First I realized that my algorithm wasn't working for non-negative integers that were a multiple of 7 significant bits and that my test cases were sloppy that way. For example, 64 (01000000) was encoding as that same byte value. When decoded, the most significant data bit 1 was interpreted as part of a signed number and yielding a result of -64.

I made a quick fix in the sample code I listed so that non-negative numbers wouldn't have an initial MSB of 1. That fixed the encoding problem, but I then belatedly realized the larger problem: that the scheme no longer allows values 0..127 to be encoding in a single byte, nearly doubling the storage size of plain ASCII text.

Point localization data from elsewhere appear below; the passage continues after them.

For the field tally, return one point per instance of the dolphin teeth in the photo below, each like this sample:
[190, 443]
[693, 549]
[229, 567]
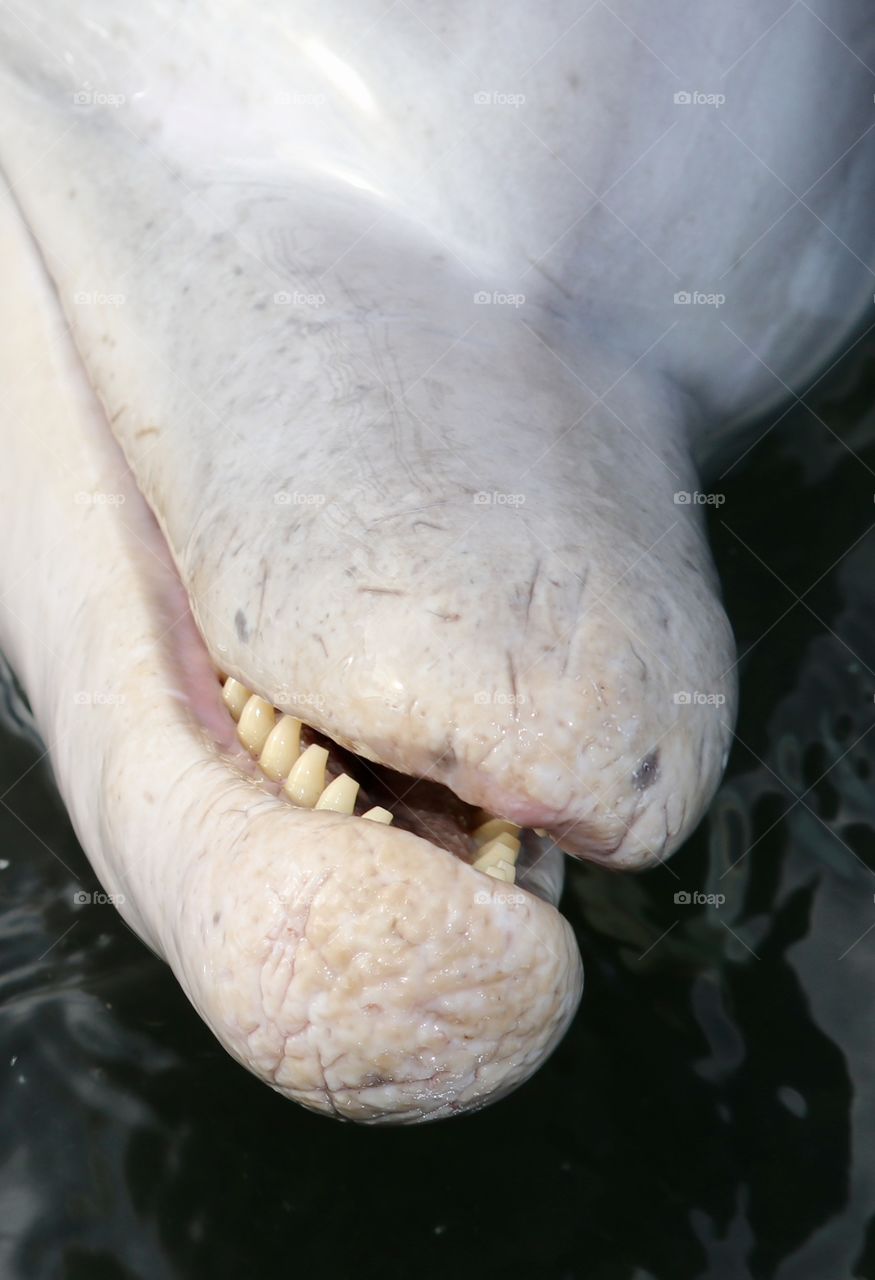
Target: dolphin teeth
[306, 781]
[498, 853]
[282, 749]
[503, 871]
[379, 814]
[234, 696]
[276, 744]
[339, 795]
[494, 827]
[255, 723]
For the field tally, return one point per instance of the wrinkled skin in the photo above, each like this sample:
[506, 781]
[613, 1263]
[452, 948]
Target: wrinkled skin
[298, 211]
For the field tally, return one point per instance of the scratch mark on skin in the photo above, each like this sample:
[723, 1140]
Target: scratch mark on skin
[577, 613]
[261, 597]
[531, 590]
[513, 685]
[644, 664]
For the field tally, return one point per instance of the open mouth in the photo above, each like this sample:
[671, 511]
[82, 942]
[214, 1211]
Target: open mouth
[305, 767]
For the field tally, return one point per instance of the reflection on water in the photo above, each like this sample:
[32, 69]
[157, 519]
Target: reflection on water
[711, 1112]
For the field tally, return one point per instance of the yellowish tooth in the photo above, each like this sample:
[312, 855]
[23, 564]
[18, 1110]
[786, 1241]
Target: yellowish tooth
[504, 872]
[378, 814]
[494, 827]
[255, 723]
[306, 781]
[282, 749]
[339, 795]
[234, 696]
[494, 853]
[509, 842]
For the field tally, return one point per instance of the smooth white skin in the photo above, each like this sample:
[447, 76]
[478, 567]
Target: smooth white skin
[315, 465]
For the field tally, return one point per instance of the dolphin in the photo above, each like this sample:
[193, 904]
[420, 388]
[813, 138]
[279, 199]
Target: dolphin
[361, 371]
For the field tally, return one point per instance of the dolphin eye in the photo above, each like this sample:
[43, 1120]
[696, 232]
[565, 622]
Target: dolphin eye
[647, 772]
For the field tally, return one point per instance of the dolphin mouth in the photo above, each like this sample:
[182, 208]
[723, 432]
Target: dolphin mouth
[310, 771]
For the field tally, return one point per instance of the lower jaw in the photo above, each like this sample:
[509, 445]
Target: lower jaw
[307, 769]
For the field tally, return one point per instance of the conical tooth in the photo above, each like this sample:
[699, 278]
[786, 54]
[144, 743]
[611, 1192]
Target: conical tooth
[494, 827]
[339, 795]
[234, 696]
[503, 871]
[255, 723]
[306, 781]
[495, 851]
[282, 749]
[508, 842]
[378, 814]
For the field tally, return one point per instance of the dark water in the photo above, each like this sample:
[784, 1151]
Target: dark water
[711, 1114]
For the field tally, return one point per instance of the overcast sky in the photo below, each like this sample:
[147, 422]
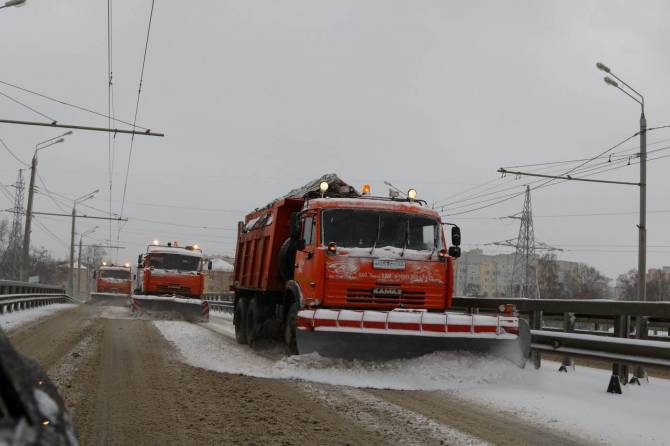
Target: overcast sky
[258, 97]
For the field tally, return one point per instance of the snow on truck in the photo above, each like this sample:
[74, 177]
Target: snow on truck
[113, 279]
[170, 270]
[350, 275]
[170, 282]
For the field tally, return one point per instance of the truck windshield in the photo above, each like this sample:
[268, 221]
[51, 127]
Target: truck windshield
[174, 261]
[114, 274]
[352, 228]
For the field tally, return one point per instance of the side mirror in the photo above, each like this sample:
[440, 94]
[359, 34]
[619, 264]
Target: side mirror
[294, 230]
[455, 236]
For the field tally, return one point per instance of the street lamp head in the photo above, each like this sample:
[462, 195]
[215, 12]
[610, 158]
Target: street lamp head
[610, 81]
[14, 3]
[603, 67]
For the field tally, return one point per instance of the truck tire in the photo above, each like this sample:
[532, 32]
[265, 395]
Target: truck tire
[286, 259]
[253, 321]
[289, 330]
[239, 321]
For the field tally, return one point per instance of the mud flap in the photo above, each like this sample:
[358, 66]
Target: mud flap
[382, 347]
[171, 308]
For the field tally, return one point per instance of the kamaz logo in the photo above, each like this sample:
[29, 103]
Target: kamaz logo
[387, 292]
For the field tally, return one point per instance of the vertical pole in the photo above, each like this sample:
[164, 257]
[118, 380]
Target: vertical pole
[642, 242]
[79, 270]
[71, 286]
[640, 327]
[25, 255]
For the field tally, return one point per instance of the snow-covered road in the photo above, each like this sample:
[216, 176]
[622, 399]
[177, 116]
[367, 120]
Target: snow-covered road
[575, 402]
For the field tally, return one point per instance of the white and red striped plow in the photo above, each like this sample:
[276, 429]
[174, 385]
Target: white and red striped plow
[383, 335]
[193, 310]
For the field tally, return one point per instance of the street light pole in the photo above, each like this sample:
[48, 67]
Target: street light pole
[642, 227]
[25, 254]
[13, 3]
[640, 330]
[74, 213]
[81, 236]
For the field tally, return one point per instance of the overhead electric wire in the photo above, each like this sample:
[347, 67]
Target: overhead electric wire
[46, 189]
[28, 107]
[78, 107]
[137, 106]
[110, 113]
[12, 153]
[48, 231]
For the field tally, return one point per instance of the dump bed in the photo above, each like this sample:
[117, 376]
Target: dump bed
[259, 238]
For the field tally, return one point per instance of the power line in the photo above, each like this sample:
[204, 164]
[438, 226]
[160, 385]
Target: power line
[137, 106]
[28, 107]
[78, 107]
[12, 153]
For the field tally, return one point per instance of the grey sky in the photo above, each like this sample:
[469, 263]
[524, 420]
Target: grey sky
[258, 97]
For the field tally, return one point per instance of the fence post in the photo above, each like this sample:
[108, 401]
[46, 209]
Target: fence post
[642, 328]
[569, 327]
[535, 323]
[619, 371]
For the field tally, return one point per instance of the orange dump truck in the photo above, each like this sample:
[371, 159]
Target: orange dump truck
[113, 279]
[170, 270]
[350, 275]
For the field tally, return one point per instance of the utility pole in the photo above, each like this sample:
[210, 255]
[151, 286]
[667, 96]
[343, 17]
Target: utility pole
[25, 255]
[642, 227]
[524, 281]
[14, 243]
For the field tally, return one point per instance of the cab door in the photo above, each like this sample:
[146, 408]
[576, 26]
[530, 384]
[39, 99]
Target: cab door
[308, 263]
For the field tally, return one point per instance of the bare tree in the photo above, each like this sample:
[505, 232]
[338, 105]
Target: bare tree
[547, 277]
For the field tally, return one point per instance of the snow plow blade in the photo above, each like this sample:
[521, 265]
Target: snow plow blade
[171, 308]
[113, 299]
[398, 334]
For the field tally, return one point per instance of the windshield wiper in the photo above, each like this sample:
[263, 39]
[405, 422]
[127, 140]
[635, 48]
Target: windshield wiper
[406, 242]
[379, 230]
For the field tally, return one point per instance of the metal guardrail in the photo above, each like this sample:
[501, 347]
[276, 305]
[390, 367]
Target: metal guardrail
[14, 287]
[618, 348]
[16, 302]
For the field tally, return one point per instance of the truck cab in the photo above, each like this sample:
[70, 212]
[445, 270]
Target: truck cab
[113, 279]
[170, 270]
[364, 253]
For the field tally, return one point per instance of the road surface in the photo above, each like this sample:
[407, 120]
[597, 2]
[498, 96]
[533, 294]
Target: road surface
[126, 385]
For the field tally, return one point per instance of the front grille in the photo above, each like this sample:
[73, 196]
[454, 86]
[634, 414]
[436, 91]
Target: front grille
[367, 296]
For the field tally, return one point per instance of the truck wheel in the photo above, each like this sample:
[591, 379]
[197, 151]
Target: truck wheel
[289, 331]
[239, 320]
[253, 321]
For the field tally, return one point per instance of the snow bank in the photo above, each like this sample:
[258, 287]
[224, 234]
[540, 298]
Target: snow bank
[11, 321]
[575, 402]
[221, 265]
[203, 347]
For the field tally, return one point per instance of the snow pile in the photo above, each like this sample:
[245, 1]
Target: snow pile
[10, 321]
[439, 371]
[221, 265]
[574, 402]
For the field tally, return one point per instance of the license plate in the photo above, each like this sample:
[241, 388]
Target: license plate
[388, 264]
[387, 292]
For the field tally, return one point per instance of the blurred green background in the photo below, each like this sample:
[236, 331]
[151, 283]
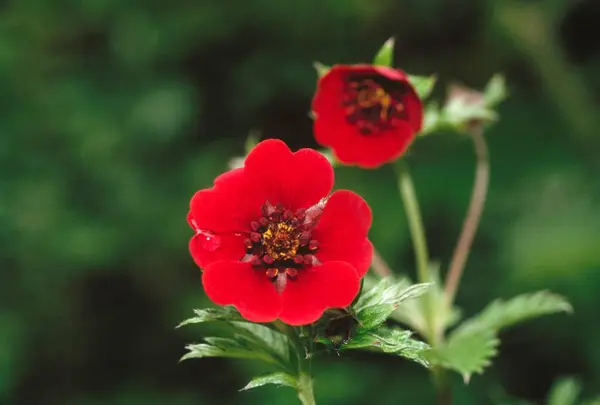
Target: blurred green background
[114, 112]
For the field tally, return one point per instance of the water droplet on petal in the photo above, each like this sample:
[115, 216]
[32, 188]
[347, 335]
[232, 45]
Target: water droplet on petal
[209, 241]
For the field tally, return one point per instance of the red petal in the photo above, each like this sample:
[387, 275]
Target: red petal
[206, 248]
[192, 221]
[331, 285]
[342, 231]
[249, 290]
[349, 145]
[414, 109]
[296, 180]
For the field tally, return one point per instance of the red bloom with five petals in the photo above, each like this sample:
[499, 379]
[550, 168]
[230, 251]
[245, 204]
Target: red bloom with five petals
[368, 115]
[272, 242]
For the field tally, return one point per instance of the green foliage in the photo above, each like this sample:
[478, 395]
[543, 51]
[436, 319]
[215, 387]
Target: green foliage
[564, 392]
[280, 379]
[501, 314]
[495, 91]
[385, 55]
[369, 313]
[464, 106]
[389, 292]
[423, 86]
[467, 351]
[247, 341]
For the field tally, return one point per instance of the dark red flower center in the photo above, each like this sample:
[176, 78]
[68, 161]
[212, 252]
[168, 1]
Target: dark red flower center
[373, 103]
[280, 243]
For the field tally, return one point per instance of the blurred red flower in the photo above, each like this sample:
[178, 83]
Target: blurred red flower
[368, 115]
[272, 242]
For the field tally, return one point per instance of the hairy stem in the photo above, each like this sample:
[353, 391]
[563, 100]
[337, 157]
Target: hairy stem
[305, 391]
[443, 392]
[379, 265]
[417, 232]
[478, 196]
[415, 223]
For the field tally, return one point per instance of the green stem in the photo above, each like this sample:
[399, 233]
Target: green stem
[415, 223]
[417, 231]
[305, 391]
[478, 196]
[304, 382]
[443, 392]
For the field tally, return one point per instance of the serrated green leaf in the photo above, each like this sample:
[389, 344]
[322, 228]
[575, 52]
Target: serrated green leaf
[501, 314]
[423, 85]
[432, 119]
[275, 343]
[227, 313]
[385, 55]
[329, 156]
[390, 340]
[388, 291]
[564, 392]
[377, 304]
[224, 348]
[321, 69]
[467, 351]
[458, 113]
[371, 317]
[281, 379]
[251, 141]
[495, 90]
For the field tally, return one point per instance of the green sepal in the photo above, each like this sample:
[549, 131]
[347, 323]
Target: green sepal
[385, 55]
[423, 85]
[321, 69]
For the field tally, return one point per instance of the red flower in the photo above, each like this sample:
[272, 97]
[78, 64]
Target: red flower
[274, 244]
[367, 114]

I'm going back to the IntX scheme I've used for the past 5 years, which works quite well. I didn't do it justice in my previous blog post, so I'll present it fully here. It allows values -64 to 127 to be encoded as a single byte, with larger values taking up to 5 bytes for an Int32. IntX only supports 32-bits total; 64 bit integers must be written as two IntX values to make use of the system.

The encoded bit patterns are as follows:

0xxxxxxx :  0..127
11xxxxxx : -64..-1
10nnxxxx : 4 bits x + n+1 (1..4) bytes follow, signed

In the third case, the 4 x bits are only used when when 1..3 bytes follow. If 4 bytes follow then those four x bits are unused.

The nice thing about this encoding is that 192 of the 256 possible signed byte values are encoded as-is with no extra encoding or decoding work required!